Üç hafta süren ikinci askerliğimden dönüşte, soktum anahtarı Arnavutköy’deki evin kapısını açtım ki, içeride tanımadığım iki Amerikalı adam, dağlar gibi kâğıtlar, etrafa saçılmış binlerce dia, kesif puro dumanı, çalışıyorlar. Kimsiniz? Dedim. Sen kimsin? Dediler. Ayı gibi olanı Thomas Goltz’muş. Gabriele bunlara bir-iki gün çalışmaları için müsaade etmiş. Sonra kendisi dayanamayıp kaçmış. Kaldık mı başbaşa?
Türkiye hakkında derleme bir kitap hazırlıyorlarmış. Karadeniz bölgesi eksikmiş. Var mı yazacak tanıdığın dedi. Az buçuk bildiğimi söyledim. “Sit down and lay the shit out!” dedi, emir kipinde. Sabaha kadar da vakit verdi. Oturup yazdım, mecbur, güzel de oldu. Hayatta ilk yazdığım gezi yazısıdır. Yirmi yıl sürecek bir kariyerin başlangıcı oldu.

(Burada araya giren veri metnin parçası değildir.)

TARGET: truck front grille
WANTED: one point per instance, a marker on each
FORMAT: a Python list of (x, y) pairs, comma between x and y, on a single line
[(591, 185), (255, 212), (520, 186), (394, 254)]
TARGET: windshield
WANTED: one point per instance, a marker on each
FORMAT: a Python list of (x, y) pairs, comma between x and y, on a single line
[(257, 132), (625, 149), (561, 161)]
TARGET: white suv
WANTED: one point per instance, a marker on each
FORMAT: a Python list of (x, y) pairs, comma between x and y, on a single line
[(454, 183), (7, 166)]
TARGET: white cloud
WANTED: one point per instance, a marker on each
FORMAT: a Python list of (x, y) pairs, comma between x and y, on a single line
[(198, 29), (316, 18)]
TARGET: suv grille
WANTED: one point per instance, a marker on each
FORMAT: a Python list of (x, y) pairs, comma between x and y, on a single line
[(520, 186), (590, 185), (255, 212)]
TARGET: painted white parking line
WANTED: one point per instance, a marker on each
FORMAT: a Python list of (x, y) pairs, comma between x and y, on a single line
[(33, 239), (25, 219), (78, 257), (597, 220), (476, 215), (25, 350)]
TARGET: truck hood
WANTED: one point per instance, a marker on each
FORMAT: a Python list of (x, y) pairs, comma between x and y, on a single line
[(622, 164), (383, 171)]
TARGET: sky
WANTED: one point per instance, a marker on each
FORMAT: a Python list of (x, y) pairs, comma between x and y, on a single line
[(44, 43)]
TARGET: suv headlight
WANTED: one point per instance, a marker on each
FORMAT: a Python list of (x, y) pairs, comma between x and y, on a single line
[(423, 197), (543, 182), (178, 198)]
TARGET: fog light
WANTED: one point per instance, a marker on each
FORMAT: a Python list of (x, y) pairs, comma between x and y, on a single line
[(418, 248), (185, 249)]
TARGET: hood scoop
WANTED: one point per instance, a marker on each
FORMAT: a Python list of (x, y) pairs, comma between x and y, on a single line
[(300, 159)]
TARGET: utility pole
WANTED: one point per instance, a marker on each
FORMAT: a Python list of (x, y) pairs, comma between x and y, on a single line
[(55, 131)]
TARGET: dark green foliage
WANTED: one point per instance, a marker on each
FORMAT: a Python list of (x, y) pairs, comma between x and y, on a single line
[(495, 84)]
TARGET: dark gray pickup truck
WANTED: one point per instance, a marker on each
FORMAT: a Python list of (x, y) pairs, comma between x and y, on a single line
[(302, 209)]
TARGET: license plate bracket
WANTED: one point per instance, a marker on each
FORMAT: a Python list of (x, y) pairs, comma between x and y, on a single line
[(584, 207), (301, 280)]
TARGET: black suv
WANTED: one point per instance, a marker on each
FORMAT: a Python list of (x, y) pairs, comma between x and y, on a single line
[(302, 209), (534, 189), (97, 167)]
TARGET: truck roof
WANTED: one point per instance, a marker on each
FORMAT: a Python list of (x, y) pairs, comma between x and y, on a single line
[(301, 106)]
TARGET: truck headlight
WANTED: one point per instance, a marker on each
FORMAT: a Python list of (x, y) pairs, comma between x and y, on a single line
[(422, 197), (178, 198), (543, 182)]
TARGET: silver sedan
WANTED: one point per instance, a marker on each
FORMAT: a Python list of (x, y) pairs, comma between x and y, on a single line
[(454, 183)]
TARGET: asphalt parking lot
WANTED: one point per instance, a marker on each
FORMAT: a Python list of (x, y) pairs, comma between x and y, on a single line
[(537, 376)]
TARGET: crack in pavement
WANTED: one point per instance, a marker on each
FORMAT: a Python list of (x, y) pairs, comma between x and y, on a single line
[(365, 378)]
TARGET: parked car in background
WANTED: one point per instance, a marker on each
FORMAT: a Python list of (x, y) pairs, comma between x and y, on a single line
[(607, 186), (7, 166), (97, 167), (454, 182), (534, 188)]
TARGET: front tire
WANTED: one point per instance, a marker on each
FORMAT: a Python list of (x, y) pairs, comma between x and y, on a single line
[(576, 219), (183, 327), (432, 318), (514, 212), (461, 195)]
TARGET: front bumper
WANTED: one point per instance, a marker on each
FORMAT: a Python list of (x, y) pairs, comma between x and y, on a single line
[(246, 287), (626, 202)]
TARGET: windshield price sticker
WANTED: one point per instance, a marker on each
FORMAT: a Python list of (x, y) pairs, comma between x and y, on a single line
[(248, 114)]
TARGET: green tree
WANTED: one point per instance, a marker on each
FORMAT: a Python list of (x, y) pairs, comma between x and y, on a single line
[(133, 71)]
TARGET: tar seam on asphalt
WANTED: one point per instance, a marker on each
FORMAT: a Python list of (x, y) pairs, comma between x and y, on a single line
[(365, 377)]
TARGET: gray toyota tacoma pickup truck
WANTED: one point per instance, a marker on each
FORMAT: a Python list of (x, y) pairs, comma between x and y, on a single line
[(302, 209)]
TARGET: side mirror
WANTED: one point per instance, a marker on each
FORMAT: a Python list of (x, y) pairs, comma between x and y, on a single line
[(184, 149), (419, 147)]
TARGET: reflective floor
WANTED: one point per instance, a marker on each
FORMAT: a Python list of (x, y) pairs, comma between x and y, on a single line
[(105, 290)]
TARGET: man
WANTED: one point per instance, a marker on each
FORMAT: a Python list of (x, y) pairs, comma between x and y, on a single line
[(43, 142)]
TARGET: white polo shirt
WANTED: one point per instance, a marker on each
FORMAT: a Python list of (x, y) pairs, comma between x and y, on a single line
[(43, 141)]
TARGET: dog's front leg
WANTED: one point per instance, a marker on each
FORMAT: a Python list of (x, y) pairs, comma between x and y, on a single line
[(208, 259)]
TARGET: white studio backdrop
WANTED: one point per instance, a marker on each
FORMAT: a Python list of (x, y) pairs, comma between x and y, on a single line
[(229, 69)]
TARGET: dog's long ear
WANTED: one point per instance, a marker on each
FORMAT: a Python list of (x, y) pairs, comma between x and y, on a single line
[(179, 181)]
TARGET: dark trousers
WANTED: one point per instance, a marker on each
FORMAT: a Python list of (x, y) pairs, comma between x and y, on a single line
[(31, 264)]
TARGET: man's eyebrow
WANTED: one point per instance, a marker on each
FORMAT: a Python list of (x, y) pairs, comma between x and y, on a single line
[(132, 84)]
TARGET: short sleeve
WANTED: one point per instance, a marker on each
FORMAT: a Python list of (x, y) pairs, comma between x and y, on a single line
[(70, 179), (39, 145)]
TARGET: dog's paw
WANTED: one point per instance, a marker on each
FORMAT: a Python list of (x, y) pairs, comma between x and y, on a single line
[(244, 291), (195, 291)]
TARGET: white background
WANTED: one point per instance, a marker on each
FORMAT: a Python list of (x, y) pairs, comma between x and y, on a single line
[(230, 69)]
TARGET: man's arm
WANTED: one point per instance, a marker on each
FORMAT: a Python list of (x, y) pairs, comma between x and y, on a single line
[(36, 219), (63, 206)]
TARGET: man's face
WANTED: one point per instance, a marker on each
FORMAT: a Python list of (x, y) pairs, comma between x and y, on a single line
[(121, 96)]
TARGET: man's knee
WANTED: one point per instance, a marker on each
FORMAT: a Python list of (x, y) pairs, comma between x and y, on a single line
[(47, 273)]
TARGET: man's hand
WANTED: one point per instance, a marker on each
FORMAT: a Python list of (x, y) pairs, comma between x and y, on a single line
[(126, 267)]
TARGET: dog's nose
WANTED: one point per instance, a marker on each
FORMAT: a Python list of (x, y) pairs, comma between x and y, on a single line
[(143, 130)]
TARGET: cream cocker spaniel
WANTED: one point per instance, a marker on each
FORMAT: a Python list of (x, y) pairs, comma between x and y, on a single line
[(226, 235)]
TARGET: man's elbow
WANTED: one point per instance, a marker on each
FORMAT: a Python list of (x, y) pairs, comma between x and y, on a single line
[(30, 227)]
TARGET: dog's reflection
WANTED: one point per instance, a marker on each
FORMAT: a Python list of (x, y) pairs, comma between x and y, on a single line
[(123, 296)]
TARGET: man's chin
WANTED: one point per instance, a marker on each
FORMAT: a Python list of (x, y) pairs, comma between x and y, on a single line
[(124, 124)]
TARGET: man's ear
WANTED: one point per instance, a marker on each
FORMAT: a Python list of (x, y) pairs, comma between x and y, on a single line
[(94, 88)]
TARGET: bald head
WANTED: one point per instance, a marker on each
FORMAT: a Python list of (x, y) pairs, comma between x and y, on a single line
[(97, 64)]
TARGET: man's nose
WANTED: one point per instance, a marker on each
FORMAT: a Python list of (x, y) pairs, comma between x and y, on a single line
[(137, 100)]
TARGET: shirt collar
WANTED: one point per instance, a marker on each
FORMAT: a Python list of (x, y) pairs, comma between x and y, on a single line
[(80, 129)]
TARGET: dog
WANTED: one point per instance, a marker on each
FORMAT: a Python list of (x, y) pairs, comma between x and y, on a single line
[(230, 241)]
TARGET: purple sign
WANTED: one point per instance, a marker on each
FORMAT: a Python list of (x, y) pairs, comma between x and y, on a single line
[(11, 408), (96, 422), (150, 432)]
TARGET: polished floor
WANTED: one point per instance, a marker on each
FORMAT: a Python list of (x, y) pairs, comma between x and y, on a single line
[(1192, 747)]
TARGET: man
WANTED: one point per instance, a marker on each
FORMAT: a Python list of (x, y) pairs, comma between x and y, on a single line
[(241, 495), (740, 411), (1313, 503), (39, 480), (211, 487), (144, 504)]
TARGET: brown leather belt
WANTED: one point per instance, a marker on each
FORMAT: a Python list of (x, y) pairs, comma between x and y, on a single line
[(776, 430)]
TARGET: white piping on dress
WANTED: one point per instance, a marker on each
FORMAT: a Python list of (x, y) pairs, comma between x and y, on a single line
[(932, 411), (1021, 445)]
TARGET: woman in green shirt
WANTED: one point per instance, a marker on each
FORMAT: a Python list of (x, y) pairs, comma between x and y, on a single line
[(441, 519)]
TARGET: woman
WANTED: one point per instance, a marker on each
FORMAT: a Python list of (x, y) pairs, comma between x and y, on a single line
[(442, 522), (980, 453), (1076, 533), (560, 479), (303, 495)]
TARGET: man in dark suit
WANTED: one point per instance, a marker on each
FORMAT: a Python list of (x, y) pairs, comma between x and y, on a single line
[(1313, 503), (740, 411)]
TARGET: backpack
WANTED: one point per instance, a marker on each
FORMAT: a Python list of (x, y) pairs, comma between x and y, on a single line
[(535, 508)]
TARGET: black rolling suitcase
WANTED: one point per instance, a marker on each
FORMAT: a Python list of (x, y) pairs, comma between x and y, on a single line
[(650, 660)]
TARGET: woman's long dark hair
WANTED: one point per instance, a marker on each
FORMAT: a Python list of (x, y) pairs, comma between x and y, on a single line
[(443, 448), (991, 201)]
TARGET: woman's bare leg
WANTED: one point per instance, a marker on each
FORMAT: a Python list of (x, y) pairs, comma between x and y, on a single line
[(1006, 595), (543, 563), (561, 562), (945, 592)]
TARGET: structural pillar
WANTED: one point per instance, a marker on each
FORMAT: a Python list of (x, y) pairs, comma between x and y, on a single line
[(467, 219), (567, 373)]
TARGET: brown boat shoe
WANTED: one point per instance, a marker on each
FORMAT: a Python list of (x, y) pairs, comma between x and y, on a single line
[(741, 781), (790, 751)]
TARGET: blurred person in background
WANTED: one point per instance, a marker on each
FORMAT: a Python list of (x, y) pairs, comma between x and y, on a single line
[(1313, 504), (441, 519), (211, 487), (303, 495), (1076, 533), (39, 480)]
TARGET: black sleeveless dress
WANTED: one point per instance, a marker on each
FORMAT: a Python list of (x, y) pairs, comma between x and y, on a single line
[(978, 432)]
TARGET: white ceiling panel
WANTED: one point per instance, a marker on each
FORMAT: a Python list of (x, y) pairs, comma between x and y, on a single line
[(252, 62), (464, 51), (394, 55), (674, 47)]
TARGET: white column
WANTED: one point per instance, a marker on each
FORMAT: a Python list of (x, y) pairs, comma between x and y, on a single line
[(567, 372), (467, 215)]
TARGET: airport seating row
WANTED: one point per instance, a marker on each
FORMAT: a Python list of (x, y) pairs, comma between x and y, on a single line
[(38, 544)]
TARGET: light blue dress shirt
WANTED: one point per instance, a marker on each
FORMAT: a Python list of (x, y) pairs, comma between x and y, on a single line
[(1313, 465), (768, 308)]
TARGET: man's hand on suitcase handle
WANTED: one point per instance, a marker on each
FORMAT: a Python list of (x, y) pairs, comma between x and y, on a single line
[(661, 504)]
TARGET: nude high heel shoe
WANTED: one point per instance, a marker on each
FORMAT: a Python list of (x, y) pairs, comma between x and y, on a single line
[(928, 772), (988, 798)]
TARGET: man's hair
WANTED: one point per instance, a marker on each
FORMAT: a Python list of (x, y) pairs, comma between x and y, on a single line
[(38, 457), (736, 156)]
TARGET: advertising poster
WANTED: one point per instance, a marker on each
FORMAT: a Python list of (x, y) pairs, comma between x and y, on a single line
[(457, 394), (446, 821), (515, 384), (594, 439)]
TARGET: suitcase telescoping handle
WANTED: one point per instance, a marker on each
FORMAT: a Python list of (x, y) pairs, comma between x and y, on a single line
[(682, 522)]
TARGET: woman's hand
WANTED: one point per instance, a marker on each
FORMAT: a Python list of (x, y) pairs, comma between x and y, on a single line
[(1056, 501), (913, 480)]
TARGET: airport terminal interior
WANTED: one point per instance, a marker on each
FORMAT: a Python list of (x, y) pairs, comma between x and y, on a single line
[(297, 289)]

Wyoming’in en derin taşrasından gelmiş. New York’ta tiyatro okumuş. Afrika’nın en güney ucundan başlayıp, tek kişilik Shakespeare oyunları sahneleyerek, iki senede Mısır’a kadar yol almış. Sonra bir müddet Suriye’de oturmuş. Birkaç Amerikan gazetesinin muhabirliğini yapmış. Vize derdine üç ayda bir Adana’ya geldiğinde Hicran’la tanışmış. Ankara’ya yerleşmiş. Bana hep Cengiz Han’la Çörçil’in melezi hissini verdi. Feci bir aksanla boru gibi öterek Türkçe konuştuğunu sanırdı. Bedrettin Dalan’ın Özel Kalem müdiresini şap diye yanağından öpünce kadıncağız ağlamaklı olmuş, özür dilemek bana düşmüştü.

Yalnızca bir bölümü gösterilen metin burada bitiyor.